Monchique is a prominent 902 m topographic high in SW Iberia, which stands out in the general flat landscape of southern Portugal. It lies to the north of the Africa-Eurasia plate boundary, which locally accommodates a slow oblique convergence (∼5 mm/yr). Monchique comprises alkaline magmatic rocks of Late Cretaceous age, intruded in a post-rift context. It hosts the most active seismic cluster in mainland Portugal and important hydrothermal activity.

This work investigates the relationship between the alkaline intrusion, local seismicity and hydrothermalism.

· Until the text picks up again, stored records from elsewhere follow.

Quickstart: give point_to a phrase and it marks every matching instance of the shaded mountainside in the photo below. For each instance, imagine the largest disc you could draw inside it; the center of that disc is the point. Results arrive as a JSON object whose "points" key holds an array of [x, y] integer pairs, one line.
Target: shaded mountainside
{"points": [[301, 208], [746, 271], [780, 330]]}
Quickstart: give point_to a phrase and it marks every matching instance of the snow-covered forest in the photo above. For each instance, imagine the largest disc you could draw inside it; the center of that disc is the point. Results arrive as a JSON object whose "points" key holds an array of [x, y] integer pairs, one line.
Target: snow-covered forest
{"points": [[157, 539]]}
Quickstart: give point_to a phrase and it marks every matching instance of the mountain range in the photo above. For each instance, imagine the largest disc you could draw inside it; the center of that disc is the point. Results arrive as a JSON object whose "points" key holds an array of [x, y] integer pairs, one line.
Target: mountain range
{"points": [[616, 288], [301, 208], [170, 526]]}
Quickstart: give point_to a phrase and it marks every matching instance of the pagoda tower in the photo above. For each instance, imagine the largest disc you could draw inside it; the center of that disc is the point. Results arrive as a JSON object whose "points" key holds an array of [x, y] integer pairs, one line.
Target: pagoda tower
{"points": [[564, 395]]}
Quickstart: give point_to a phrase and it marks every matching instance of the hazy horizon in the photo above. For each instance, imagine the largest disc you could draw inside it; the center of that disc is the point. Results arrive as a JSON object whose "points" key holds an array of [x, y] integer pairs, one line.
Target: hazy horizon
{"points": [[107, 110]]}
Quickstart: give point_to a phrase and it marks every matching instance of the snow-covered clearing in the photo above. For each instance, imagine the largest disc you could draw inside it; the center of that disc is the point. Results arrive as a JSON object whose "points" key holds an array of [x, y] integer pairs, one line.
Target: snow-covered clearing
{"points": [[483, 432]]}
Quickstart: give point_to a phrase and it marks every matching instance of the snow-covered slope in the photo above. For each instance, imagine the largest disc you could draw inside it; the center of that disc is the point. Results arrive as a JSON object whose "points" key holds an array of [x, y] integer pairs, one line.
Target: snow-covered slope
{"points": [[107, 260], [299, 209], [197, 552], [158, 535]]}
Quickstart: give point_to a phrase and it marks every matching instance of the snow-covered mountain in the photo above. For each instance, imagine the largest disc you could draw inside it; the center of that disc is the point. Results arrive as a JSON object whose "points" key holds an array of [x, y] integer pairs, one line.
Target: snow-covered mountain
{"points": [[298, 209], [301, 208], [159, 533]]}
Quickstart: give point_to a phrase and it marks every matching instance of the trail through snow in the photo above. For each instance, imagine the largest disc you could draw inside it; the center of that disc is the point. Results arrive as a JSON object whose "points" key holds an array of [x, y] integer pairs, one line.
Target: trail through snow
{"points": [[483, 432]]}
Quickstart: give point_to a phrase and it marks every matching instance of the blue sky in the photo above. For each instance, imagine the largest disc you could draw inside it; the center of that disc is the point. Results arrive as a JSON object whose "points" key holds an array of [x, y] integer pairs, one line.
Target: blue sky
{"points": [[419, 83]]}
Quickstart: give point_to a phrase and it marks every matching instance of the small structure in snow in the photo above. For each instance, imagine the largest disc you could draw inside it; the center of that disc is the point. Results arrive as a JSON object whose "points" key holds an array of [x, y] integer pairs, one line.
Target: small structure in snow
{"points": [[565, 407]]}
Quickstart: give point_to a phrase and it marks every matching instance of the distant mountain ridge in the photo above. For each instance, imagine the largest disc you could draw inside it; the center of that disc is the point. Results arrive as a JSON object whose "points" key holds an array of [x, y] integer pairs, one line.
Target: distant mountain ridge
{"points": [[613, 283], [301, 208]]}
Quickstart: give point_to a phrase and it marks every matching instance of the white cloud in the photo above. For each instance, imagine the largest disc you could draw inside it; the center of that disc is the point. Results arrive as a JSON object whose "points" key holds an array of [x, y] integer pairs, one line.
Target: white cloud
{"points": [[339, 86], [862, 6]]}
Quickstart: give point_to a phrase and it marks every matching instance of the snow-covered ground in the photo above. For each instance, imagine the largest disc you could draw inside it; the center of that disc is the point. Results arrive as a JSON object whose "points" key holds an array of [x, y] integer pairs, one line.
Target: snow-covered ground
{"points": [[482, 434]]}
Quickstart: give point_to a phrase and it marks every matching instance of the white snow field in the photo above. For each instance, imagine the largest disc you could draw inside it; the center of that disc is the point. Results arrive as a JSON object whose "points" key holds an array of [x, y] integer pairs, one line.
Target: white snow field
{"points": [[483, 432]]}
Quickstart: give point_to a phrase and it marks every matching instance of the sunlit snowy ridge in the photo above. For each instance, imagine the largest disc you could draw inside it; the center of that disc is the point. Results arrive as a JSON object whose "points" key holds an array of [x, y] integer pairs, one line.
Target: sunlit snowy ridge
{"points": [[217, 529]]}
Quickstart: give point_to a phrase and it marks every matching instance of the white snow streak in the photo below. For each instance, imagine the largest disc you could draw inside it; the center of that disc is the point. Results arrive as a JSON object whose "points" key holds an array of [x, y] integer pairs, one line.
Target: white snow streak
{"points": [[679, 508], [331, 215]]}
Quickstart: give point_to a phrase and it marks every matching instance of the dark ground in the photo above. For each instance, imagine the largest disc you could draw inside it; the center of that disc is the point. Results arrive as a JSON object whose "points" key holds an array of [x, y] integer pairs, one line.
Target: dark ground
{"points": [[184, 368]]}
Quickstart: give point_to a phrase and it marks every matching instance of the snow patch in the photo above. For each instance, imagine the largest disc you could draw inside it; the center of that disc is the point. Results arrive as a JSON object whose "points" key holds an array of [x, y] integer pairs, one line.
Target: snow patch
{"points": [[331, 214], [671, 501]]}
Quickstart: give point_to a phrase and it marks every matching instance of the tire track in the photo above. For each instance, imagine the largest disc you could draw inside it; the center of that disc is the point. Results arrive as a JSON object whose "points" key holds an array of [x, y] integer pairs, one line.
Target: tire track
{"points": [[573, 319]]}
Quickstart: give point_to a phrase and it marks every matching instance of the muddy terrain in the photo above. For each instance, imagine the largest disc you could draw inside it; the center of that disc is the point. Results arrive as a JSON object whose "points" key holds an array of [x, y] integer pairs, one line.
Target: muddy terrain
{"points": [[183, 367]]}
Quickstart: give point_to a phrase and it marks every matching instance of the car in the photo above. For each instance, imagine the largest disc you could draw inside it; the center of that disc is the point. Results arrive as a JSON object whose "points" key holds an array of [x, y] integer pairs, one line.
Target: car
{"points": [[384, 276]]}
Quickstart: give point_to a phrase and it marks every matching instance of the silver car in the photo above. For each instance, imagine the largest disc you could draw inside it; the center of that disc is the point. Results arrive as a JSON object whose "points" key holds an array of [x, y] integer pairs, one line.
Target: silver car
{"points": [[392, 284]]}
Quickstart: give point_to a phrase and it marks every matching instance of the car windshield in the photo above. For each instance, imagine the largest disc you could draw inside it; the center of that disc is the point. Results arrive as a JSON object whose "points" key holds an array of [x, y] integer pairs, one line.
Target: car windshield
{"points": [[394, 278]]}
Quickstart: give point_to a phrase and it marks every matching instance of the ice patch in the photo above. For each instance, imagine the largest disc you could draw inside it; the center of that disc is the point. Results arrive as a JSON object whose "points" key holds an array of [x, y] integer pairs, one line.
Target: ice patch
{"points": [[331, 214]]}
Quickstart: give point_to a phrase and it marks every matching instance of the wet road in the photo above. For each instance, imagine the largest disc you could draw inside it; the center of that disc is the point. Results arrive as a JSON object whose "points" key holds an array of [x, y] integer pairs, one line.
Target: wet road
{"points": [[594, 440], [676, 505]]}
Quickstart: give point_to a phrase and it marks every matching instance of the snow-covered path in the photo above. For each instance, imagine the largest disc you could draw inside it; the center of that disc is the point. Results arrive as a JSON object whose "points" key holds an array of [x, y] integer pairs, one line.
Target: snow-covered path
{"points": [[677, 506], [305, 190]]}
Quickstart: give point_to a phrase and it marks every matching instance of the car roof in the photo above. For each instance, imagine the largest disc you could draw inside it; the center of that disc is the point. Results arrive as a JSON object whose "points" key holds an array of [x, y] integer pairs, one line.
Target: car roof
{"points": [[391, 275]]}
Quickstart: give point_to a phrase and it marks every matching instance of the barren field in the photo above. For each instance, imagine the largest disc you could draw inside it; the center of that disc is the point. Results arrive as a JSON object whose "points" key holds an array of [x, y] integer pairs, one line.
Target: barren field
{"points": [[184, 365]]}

We present magnetic and gravity modeling based on new drone-borne magnetic data and ground gravity data. New magnetic mapping of Monchique shows a ∼ 15 km long dipolar anomaly with 7–8 km wavelength and 2000 nT amplitude. 3D magnetic inversion models the main Monchique intrusion as a high-susceptibility body, 15 km long and 6 km wide, located below the Monchique mountain and extending 5–7 km depth. 2D forward modeling and geological interpretation further support the existence of ENE-WSW oriented dike-like gabbroic bodies that may extend deeper, around which syenite units have later emplaced.

We relocate the seismicity using NonLinLoc and a 3D regional tomographic model, and find that earthquakes align along four main lineations that radiate outwards from the intrusion. We also find that most earthquakes cluster between 8 and 18 km depth, below the magmatic intrusion. The b-value at the core of the seismic cluster is higher than at the surrounding region, possibly related to the local hydrothermalism. We present five new focal mechanisms that are compatible with the regional stress field, supporting a regional tectonic control.

The emplacement of the Monchique alkaline intrusion left fractures in the lithosphere that currently act as preferred pathways for fluids. In the context of the present-day stress field, the enhanced fracturing and fluid circulation facilitate the localization of small-magnitude earthquakes.